碧空1336 MOON WALK254(何か絶妙な無自覚)
1336 MOON WALK254(何か絶妙な無自覚)
因幡の素兎の、オオクニヌシの顔の上を去ると同時に留まる寄生は、脱け出したかのようにするために序数を基数に変換する。それが、中間を突破するために大鰐を並べて数えることである。
しかし変脱した赤裸の素兎は、オオクニヌシが身を窶して通りかかる傍視によって仮初めではあっても暴らさまな現実であるが、エラーであることに無自覚なのである。この超絶技巧である傍視は、隠れなさに面して(狼狽から)転移発作として傍視するのであり、後れて来る物質が鏡(この世のもの)であることから鏡像(この世のもの)に反転、変脱することに、と同時に、後れて来る主体の孤独がエラーであることに無自覚になるのである。

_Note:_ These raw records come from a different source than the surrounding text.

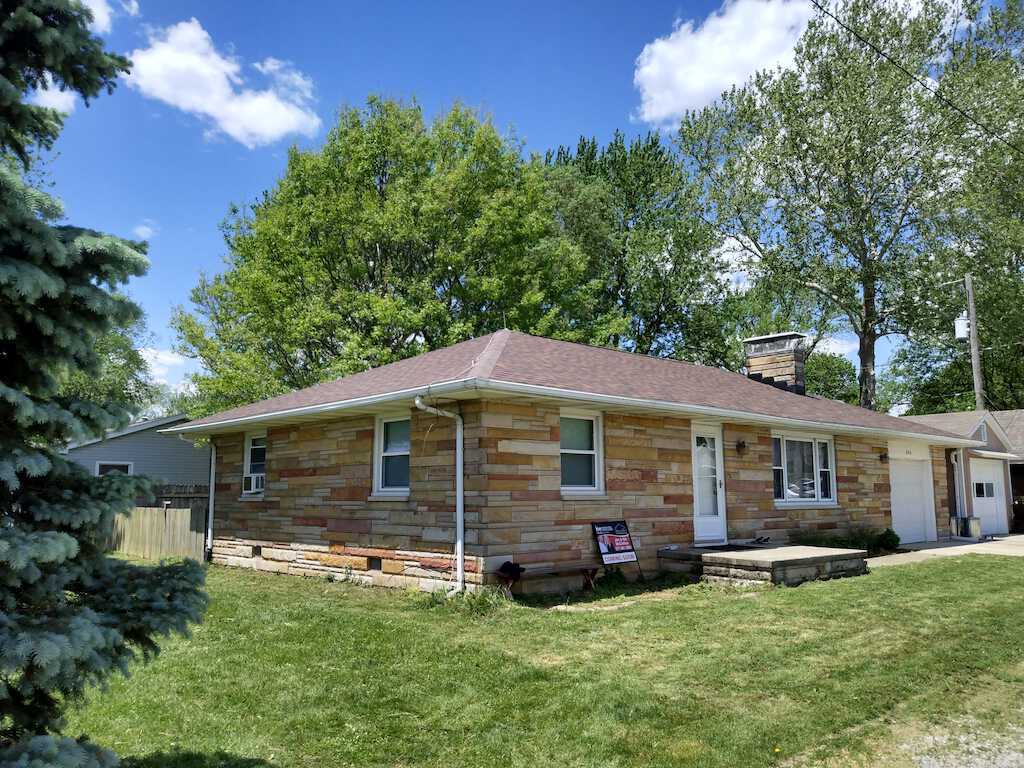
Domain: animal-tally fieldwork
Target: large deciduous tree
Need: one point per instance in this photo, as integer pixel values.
(838, 172)
(70, 616)
(394, 238)
(984, 237)
(657, 278)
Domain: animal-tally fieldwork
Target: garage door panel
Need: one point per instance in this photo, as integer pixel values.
(988, 496)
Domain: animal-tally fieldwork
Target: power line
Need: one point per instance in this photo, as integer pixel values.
(919, 80)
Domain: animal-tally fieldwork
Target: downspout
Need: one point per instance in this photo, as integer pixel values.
(460, 511)
(209, 506)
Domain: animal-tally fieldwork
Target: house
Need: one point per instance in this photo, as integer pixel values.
(141, 449)
(507, 448)
(978, 477)
(1013, 425)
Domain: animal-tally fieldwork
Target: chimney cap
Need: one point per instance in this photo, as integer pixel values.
(775, 337)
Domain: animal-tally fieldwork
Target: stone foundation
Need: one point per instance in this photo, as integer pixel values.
(374, 566)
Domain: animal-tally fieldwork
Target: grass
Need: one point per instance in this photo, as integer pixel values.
(293, 672)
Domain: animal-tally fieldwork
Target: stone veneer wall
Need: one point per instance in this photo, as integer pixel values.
(524, 515)
(943, 492)
(862, 482)
(317, 517)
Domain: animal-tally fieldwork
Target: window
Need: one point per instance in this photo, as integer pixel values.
(103, 468)
(803, 469)
(391, 464)
(984, 491)
(581, 452)
(254, 475)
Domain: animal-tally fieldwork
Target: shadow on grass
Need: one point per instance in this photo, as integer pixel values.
(195, 760)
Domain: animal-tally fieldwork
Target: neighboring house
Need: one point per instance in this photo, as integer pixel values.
(979, 477)
(141, 449)
(1013, 425)
(370, 474)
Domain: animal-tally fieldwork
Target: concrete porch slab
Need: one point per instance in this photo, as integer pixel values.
(783, 556)
(786, 565)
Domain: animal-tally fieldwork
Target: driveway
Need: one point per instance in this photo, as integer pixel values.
(1006, 545)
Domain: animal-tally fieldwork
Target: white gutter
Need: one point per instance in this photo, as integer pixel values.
(545, 391)
(209, 507)
(460, 509)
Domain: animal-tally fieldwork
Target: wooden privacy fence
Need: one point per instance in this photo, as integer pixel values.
(175, 529)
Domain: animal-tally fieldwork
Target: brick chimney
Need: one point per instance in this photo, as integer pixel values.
(777, 359)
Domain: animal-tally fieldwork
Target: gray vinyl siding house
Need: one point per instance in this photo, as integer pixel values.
(141, 450)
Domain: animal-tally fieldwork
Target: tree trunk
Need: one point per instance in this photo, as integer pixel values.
(867, 337)
(866, 376)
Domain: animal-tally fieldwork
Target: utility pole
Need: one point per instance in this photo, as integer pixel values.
(979, 384)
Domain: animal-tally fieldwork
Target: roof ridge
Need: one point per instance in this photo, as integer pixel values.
(644, 355)
(484, 364)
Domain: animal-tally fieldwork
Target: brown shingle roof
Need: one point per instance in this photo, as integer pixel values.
(964, 423)
(1013, 424)
(509, 357)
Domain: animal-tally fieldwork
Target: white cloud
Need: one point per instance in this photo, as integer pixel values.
(838, 345)
(145, 229)
(167, 367)
(101, 15)
(182, 68)
(692, 66)
(54, 98)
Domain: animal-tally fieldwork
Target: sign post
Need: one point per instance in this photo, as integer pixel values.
(614, 543)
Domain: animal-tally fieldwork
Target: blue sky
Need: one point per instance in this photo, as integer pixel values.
(219, 91)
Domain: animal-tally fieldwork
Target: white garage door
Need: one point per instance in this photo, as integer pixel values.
(913, 500)
(988, 496)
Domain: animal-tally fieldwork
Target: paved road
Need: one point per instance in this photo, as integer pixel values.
(1008, 545)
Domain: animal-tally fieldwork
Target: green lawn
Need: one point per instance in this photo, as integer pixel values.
(294, 672)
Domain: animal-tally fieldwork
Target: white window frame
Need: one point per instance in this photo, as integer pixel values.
(246, 461)
(596, 418)
(131, 466)
(379, 489)
(815, 439)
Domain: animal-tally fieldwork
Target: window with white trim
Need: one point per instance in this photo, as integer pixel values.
(254, 474)
(391, 456)
(580, 452)
(803, 469)
(984, 491)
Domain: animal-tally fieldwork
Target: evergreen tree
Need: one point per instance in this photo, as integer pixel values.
(70, 616)
(656, 275)
(839, 171)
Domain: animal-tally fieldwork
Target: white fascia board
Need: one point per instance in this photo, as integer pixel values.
(720, 413)
(460, 385)
(978, 454)
(327, 408)
(993, 423)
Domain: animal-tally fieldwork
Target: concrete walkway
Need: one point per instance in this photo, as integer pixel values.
(1006, 545)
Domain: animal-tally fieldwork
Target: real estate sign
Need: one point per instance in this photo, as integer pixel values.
(613, 542)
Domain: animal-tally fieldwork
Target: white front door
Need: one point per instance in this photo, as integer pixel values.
(912, 500)
(709, 486)
(988, 496)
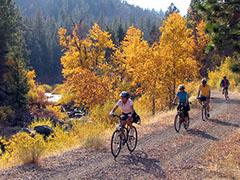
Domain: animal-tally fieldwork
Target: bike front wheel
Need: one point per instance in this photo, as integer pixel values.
(204, 113)
(116, 144)
(177, 123)
(132, 139)
(186, 123)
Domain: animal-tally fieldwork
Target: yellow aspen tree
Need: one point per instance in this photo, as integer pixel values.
(141, 63)
(202, 40)
(85, 68)
(177, 47)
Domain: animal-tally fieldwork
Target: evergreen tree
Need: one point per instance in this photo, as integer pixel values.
(13, 84)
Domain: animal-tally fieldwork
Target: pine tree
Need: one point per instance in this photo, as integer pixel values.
(13, 84)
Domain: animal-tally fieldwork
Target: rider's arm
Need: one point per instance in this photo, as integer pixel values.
(198, 93)
(187, 100)
(174, 100)
(113, 110)
(221, 84)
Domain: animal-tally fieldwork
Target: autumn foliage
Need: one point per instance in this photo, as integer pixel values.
(92, 76)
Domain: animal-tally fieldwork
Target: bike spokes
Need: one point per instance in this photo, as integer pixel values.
(177, 123)
(132, 139)
(116, 143)
(186, 123)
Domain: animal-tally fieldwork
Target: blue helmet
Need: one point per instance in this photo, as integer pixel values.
(124, 94)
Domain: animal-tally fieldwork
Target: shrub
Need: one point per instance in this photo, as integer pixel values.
(6, 113)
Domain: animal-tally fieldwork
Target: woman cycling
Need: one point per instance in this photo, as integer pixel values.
(183, 101)
(126, 105)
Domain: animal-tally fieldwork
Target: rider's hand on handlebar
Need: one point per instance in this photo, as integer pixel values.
(111, 114)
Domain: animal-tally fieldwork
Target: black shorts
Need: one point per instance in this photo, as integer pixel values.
(125, 116)
(203, 98)
(135, 117)
(185, 107)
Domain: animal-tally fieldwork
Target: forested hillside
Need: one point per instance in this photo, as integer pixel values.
(42, 18)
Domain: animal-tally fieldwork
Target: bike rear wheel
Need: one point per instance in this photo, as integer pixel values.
(177, 123)
(116, 144)
(186, 123)
(204, 110)
(132, 139)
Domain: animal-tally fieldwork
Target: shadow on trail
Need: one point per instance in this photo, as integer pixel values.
(223, 123)
(139, 161)
(222, 100)
(201, 134)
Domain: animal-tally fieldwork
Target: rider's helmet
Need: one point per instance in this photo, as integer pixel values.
(124, 94)
(204, 81)
(181, 87)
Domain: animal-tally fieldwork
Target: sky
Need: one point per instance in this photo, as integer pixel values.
(182, 5)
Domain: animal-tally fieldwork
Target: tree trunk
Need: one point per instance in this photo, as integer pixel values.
(153, 105)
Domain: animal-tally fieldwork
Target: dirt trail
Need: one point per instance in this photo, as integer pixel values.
(162, 154)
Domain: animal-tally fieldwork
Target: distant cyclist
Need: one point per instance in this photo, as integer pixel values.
(204, 94)
(225, 85)
(182, 97)
(126, 105)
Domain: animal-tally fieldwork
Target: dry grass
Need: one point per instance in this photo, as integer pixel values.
(24, 149)
(223, 159)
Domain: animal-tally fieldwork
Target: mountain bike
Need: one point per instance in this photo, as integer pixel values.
(121, 136)
(225, 93)
(204, 110)
(181, 118)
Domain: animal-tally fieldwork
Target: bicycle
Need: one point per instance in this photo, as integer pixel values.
(121, 136)
(225, 93)
(180, 118)
(204, 110)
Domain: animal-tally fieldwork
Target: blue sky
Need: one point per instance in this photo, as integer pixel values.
(182, 5)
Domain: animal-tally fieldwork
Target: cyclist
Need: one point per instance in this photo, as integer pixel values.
(204, 94)
(126, 105)
(183, 100)
(225, 85)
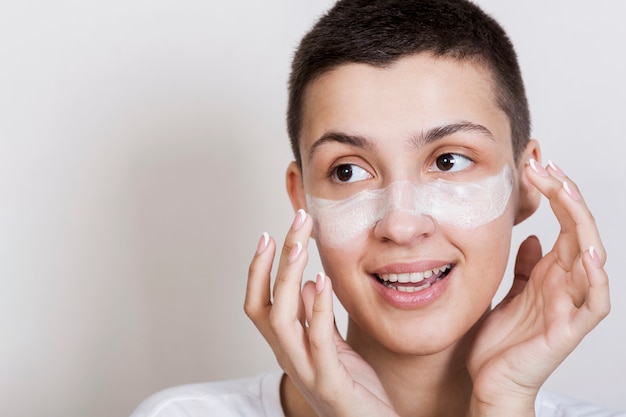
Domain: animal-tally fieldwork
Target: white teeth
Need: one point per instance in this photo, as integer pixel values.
(413, 277)
(412, 289)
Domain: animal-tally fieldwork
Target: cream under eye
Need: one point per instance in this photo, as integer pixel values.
(346, 173)
(464, 205)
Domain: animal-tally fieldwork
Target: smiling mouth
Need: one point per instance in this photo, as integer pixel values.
(414, 281)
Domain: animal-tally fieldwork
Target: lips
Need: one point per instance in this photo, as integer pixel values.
(410, 282)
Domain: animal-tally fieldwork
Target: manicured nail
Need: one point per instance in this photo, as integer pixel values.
(299, 220)
(320, 282)
(572, 193)
(263, 241)
(295, 252)
(558, 171)
(538, 168)
(593, 253)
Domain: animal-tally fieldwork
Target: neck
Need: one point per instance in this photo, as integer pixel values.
(435, 384)
(418, 385)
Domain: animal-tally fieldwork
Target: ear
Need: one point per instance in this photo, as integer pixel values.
(528, 196)
(295, 186)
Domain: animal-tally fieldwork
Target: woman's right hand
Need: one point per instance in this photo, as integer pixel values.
(298, 323)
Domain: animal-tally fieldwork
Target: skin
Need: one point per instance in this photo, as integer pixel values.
(452, 355)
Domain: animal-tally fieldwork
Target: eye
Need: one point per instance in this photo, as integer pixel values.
(349, 173)
(451, 162)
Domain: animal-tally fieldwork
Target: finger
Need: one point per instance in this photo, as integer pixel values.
(578, 229)
(257, 303)
(528, 255)
(322, 333)
(293, 260)
(287, 319)
(597, 303)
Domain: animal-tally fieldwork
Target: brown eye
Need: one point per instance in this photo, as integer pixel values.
(350, 173)
(344, 173)
(445, 162)
(451, 162)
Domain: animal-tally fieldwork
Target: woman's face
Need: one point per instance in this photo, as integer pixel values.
(409, 175)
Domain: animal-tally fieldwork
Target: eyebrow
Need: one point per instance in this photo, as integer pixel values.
(356, 141)
(436, 133)
(415, 141)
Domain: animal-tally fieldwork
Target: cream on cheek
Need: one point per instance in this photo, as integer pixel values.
(463, 205)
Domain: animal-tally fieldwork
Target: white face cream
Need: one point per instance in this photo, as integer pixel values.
(463, 205)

すなわち解離であるが、それは、何も変わっていないのに取り替えられてしまっているような激変(解離しない、や擬態疲労)を躱すかのように、個と種の間を、あるいは孤独と隠れなさの間を、涌き上がる中間を以て(基数が序数に変脱して)媒介するのである。それは太刀の、脆弱性と強靭性の間に波立ち、激変を避けるために漸を以て媒介する沸きや匂いのように何か絶妙なのである。